“I’ve been very alarmed at what’s going on in our school,” Xi Van Fleet said to the Loudoun County school board. “You are now training our children to be social justice warriors and to loathe our country and our history. Growing up in Mao’s China, all of this seems very familiar.” Around 65 million Chinese died from Mao Zedong’s ongoing attempt to convert China into a socialist nation. Political prisoners, executions, and famine became the routine. The “Great Leap Forward” featured the collectivization of China’s agriculture, resulting in gross mismanagement of food distribution and ultimately mass starvation. According to Van Fleet, she fled China when she was 26 and her son graduated from Loundoun back in 2015. She issued a chilling warning about the similarities she sees in critical race theory and what she saw in the brutal Mao tenure.

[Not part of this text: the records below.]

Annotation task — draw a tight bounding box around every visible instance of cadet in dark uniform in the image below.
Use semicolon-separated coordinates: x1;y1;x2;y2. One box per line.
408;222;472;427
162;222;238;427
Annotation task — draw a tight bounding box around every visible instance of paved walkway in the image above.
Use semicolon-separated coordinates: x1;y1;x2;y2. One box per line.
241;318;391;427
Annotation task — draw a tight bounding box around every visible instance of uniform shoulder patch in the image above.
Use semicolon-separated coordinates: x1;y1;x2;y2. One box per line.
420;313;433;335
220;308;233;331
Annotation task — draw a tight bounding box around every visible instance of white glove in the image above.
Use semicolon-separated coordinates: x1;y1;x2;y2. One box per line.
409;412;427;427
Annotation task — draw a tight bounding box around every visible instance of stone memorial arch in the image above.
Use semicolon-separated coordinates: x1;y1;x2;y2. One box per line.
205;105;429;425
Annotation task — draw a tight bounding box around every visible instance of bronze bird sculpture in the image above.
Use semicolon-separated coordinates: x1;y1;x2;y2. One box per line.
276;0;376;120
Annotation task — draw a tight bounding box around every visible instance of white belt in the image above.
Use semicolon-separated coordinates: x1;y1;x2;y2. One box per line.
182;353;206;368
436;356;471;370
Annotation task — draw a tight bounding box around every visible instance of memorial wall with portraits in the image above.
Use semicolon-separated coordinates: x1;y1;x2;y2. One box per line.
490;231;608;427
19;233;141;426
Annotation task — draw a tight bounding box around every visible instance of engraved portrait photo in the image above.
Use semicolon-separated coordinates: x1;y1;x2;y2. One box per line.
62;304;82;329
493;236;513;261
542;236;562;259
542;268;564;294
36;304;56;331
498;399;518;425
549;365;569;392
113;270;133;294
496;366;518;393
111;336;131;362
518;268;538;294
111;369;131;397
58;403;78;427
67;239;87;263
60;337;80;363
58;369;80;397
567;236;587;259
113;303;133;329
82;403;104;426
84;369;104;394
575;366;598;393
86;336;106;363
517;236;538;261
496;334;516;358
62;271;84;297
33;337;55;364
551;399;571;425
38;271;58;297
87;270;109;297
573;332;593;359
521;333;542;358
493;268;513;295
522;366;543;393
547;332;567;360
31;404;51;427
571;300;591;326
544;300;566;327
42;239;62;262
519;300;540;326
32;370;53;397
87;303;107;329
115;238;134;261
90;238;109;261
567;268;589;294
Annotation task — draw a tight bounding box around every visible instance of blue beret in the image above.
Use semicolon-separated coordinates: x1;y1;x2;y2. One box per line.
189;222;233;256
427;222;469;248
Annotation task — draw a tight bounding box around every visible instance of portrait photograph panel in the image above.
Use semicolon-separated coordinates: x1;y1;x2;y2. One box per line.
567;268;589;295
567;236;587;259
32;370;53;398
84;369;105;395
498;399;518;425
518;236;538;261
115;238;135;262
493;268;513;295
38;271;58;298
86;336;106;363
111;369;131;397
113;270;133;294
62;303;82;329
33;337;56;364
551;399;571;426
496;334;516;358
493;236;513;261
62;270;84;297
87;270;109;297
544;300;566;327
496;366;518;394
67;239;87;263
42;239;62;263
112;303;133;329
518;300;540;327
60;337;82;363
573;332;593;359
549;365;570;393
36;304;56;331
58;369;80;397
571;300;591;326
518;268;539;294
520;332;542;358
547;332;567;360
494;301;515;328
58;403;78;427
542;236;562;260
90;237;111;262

“The communist regime used the same theory to divide people, the only difference is they used class instead of race. During the cultural revolution I witnessed students and teachers turned against each other, we changed school names to be politically correct. We were taught to denounce our heritage. The red guards destroyed anything that was not communist. Old statues, books and anything else.” Van Fleet recalled some of the horrors of growing up under Mao. The Cultural Revolution began when she was 6 years old, she said, and immediately pitted students and teachers and against one another by hanging “Big Posters” in hallways and the cafeteria where students could write criticisms against anyone deemed ideologically impure.

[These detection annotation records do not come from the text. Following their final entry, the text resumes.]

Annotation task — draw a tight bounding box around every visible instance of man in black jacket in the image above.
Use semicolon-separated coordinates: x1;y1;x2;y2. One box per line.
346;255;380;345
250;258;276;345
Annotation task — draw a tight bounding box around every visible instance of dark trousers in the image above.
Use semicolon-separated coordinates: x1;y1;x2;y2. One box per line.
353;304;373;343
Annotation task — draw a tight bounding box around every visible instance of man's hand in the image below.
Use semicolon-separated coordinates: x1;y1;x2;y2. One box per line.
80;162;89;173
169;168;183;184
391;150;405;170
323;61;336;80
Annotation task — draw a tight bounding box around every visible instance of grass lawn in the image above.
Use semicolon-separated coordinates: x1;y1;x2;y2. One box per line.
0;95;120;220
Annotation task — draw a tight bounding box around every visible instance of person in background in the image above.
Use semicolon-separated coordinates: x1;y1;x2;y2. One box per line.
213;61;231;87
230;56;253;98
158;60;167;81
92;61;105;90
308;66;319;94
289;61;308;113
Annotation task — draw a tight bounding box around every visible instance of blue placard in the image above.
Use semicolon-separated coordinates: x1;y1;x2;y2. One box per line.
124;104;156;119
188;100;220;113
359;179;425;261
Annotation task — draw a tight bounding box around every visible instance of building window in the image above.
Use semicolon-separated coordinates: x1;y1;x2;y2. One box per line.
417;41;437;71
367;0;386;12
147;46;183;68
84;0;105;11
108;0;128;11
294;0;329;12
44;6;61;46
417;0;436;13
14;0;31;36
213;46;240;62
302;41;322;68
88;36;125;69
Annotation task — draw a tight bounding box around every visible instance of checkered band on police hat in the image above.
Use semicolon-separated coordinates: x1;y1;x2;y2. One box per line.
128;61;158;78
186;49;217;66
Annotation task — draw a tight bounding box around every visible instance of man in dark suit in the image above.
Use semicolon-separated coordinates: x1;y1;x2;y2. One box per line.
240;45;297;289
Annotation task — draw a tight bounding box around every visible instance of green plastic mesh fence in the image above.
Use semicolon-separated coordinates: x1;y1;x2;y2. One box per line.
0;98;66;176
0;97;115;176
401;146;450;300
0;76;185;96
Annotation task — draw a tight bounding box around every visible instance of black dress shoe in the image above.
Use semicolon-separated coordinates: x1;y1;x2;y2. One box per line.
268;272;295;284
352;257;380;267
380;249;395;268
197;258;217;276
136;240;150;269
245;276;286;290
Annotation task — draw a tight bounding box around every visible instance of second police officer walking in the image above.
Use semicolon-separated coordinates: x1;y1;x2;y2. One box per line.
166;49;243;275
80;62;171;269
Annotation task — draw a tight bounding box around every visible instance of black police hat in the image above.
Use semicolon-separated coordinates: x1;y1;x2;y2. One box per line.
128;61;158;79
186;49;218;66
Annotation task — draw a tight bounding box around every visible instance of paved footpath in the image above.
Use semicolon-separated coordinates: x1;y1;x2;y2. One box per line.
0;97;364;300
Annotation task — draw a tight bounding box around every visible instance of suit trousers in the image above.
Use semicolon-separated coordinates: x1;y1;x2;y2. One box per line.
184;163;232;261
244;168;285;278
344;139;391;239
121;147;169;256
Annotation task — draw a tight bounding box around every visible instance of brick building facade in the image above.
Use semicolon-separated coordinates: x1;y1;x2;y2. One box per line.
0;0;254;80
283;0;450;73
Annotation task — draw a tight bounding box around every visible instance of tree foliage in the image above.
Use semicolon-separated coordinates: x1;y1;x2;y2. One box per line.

“One of the teachers was considered bourgeoisie because she liked to wear pretty clothes,” Van Fleet said. “So the students attacked her and spat on her. We were also encouraged to report on each other, just like the student equity ambassador program today. This is indeed the American version of the Chinese cultural revolution. The Critical Race Theory has its roots in cultural Marxism. It should have no place in our schools.” The students and parents in attendance responded with applause. Van Fleet said it’s “heartbreaking” to see communist ideas and values taking root. “I feel like it’s such a free country, with books on both sides of an issue. I can’t really just say what I mean, even though the other side can say whatever. To me, and to a lot of Chinese, it is heartbreaking that we escaped communism and now we experience communism here.”